Return on equity (ROE) is a financial metric calculated by dividing a company’s net income by its shareholders’ equity.
Understanding return on equity
ROE measures how effectively management uses a company’s assets to create profits. Net income is the profit generated over a specific period after deducting expenses and taxes. Shareholders’ equity is the total value of the company’s assets minus its liabilities. By dividing the net income by the shareholders’ equity, investors determine the percentage return generated on the money invested by shareholders.
A higher ROE indicates a company converts equity financing into profits efficiently. Investors compare the ROE of a specific company to the historical average ROE of its industry. A software developer and a manufacturing firm operate with different capital requirements, meaning their average ROE figures will differ significantly. Elephants evaluating a stock should compare its ROE against direct competitors to get an accurate read on performance.

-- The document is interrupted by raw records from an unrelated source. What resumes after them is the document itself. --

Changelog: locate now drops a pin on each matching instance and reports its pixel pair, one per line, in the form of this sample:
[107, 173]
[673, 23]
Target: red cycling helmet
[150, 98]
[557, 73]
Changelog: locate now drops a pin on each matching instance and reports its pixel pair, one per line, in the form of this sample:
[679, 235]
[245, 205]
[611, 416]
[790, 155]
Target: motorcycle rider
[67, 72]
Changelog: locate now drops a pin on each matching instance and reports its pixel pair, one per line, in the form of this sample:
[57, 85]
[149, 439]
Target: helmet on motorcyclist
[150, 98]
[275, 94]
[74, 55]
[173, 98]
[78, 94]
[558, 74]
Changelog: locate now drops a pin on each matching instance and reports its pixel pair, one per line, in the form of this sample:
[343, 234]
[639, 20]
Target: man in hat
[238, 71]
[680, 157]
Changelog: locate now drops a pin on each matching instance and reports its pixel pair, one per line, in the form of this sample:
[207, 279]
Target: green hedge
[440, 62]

Debt levels directly affect ROE calculations. Because shareholders’ equity equals assets minus liabilities, taking on more debt increases liabilities and shrinks equity. A smaller equity denominator results in a higher ROE if net income remains constant. High debt can inflate ROE, making a highly leveraged company appear more profitable. Investors often use the DuPont analysis to break down ROE into individual components like profit margin and financial leverage to identify if debt is driving the return.
Example
Imagine an elephant-operated enterprise named Trunk Logistics that transports heavy goods across the continent. Trunk Logistics has total assets of $5,000,000, consisting of transport vehicles and storage depots. The company holds $3,000,000 in liabilities, which includes bank loans used to purchase the vehicles. This leaves Trunk Logistics with a shareholders’ equity of $2,000,000.
Over the past financial year, Trunk Logistics reported a net income of $400,000. To find the ROE, you divide the $400,000 net income by the $2,000,000 shareholders’ equity. This calculation results in 0.20, or a 20% ROE. If the average ROE for the heavy transport industry is 12%, Trunk Logistics is generating above-average returns on the equity provided by its shareholders.